Houve um silêncio prolongado na sala, quase palpável, que durou cerca de dez minutos enquanto todos digeriam a informação que lhes havia sido jogada há pouco mais de uma hora.
Cada um tinha seus pensamentos enquanto tentavam compreender a situação com a ajuda de cérebros geneticamente aprimorados, os únicos capazes de manterem a calma durante aquela reunião específica.
Depois de tudo, não era todo dia que recebiam notícia de um Evento de Extinção em potencial.
“Assumo que, junto com esse anúncio, vocês já tenham um plano de ação em mente, certo?” Alexander foi o primeiro a falar, como sempre. Estava acostumado a receber de Aron, imediatamente, um roteiro detalhado de ações toda vez que os dois se encontravam, então, no fundo, esperava que a revelação de hoje fosse igual.

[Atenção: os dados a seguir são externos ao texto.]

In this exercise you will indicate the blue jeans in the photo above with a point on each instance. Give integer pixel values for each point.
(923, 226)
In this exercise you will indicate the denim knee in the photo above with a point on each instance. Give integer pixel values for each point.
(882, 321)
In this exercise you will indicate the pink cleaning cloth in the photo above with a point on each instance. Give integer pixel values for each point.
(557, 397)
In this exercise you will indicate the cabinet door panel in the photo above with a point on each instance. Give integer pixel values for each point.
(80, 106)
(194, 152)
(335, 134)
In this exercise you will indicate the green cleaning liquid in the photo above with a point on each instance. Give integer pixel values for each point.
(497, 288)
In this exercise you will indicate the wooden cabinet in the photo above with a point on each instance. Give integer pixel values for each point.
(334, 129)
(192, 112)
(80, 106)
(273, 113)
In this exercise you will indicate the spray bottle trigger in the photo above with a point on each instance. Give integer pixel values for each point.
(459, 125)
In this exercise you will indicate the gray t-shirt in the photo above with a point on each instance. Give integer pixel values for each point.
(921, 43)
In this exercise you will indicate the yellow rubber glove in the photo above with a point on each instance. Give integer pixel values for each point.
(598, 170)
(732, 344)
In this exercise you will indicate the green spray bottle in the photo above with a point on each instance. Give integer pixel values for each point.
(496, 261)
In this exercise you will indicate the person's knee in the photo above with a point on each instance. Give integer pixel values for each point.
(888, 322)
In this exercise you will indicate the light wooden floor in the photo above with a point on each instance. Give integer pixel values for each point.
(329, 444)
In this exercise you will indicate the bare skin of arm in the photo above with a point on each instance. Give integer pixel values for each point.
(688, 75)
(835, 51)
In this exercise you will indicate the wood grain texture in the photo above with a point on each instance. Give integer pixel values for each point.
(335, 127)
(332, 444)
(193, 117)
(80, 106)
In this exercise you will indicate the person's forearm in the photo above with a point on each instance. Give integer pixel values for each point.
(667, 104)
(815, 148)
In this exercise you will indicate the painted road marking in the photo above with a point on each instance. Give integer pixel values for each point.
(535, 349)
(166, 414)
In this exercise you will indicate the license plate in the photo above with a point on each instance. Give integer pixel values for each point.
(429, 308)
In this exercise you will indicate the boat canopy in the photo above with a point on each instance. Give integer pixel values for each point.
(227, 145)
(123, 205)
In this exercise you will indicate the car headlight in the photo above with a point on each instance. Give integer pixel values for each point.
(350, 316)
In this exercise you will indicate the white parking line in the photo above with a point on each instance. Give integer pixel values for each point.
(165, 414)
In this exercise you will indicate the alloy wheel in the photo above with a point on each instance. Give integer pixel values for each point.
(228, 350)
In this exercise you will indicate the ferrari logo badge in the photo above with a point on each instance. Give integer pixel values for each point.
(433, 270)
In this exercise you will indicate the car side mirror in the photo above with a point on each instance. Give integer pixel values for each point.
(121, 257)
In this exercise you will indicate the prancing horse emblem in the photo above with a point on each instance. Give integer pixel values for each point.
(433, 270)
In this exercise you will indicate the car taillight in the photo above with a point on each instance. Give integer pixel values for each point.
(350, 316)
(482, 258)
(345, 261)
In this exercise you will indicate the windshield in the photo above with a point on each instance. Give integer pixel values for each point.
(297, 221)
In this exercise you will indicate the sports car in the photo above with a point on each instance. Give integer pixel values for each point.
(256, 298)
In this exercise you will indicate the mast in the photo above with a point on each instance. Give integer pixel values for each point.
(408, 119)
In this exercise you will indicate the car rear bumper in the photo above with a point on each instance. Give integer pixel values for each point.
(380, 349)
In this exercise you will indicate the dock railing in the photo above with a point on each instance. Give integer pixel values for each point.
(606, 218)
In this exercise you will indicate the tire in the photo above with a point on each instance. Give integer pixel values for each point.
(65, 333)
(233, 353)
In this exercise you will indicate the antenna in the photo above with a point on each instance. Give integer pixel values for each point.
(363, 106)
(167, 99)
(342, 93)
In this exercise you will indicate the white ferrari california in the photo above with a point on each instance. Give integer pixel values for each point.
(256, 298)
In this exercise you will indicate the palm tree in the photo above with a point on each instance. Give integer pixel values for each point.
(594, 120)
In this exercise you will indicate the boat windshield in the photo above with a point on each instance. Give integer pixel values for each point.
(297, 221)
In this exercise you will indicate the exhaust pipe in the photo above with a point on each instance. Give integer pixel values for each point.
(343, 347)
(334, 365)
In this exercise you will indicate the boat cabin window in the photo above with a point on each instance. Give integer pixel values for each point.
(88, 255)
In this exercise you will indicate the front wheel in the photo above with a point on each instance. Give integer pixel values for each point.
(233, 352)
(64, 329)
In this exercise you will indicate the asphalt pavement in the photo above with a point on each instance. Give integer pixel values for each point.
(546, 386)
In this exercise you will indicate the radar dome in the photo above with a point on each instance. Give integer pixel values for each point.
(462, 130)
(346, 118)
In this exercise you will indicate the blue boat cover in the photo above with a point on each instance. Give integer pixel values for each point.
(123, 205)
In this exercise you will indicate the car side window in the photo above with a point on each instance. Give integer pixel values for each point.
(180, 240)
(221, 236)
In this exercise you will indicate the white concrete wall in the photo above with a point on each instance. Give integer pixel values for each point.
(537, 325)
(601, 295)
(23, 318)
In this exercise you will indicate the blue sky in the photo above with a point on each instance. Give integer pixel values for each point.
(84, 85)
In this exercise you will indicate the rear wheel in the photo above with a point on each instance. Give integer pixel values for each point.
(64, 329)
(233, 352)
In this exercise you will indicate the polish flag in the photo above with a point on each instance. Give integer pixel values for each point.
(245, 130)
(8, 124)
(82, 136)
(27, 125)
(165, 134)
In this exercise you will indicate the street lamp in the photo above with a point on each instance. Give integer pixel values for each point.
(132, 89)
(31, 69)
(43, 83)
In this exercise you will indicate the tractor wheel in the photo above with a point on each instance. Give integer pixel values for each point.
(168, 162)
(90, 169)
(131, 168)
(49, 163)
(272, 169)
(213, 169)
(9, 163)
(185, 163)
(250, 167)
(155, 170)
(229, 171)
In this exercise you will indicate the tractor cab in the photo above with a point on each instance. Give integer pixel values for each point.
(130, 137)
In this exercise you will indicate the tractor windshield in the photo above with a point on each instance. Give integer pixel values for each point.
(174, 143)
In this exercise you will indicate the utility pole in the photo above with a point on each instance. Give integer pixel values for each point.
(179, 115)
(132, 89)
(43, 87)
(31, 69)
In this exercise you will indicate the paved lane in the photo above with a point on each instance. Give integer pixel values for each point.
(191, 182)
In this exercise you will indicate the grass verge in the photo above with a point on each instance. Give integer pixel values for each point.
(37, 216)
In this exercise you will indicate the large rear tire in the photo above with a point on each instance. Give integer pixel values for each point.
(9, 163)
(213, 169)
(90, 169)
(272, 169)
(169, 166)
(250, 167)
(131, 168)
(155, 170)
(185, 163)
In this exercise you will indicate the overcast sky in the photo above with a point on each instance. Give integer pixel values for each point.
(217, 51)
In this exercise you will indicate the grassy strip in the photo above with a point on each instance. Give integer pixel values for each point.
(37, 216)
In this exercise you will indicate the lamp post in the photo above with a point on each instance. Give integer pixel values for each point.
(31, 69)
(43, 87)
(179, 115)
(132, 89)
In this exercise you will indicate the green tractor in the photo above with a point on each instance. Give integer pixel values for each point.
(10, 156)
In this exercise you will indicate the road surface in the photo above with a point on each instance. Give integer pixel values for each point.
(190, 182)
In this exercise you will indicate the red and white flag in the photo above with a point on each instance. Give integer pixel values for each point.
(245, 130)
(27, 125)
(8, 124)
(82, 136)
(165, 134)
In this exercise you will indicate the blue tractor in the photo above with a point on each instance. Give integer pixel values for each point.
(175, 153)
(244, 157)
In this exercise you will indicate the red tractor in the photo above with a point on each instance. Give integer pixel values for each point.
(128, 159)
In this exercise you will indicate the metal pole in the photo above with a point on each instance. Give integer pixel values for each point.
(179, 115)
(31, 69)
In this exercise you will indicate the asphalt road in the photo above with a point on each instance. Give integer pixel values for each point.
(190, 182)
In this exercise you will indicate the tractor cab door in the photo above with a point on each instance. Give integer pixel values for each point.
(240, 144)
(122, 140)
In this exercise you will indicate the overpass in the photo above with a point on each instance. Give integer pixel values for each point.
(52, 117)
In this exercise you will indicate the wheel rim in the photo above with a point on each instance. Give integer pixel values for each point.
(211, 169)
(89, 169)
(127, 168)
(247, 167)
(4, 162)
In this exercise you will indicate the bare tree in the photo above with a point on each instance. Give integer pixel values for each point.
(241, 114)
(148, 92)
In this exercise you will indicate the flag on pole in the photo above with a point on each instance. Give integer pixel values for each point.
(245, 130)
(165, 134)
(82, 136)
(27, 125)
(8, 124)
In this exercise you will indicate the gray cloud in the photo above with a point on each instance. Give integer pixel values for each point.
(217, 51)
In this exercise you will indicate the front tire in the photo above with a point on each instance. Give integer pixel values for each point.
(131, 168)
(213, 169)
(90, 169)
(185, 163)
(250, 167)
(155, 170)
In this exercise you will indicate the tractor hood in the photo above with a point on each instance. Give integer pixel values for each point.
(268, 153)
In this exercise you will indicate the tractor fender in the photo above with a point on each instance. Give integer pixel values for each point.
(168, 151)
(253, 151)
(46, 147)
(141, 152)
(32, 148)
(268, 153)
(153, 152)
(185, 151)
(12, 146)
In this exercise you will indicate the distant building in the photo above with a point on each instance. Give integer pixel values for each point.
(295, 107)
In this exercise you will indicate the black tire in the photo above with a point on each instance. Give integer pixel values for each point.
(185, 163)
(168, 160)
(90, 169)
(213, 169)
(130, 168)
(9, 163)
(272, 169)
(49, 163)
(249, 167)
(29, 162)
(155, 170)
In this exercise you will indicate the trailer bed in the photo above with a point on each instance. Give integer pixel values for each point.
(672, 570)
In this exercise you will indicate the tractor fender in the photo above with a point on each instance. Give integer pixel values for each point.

{Infelizmente, ele está ouvindo isso pela primeira vez, assim como você. E como já percebeu, fomos convocados para essa reunião usando o Protocolo 404, o que significa que essa descoberta é completamente ‘recente’}, disse Nova com uma carranca. {Protocolo 404 é um protocolo de emergência ativado quando ficou evidente que todas as suas contribuições eram necessárias para criar um plano de reação a essa descoberta.}
“Vamos começar desligando aquilo que está enviando o sinal, antes de qualquer outra coisa,” afirmou Aron. Seria doloroso, já que ele perderia temporariamente o principal servidor quântico das AIs, que era totalmente movido a mana. Mas isso só representaria um aumento temporário na carga dos demais superclusters de servidores que Nova vinha construindo, e a redução no desempenho real não seria completamente devastadora.
Porém, o que realmente doeria seria o fato de seu principal impressor atômico também ser desligado enquanto fosse convertido de mana em eletricidade como fonte de energia.
“Com isso resolvido, ainda temos algum tempo para refletir e elaborar um plano de ação. Por ora, vamos fazer uma pausa para guardar nossos pensamentos e nos adaptar à nova descoberta,” concluiu.
Todos concordaram, pois sabiam que precisavam dessa pausa. Além disso, o tempo investido para digerir a informação agora traria maior produtividade depois, então o grupo se dividiu em pequenas equipes ou duplas, acostumadas a trabalhar juntas, para preparar os primeiros passos das sugestões que apresentariam na sessão de brainstorming que viria a seguir.
Depois de tudo, “mais rápido, menos efeito” não é à toa que é um ditado.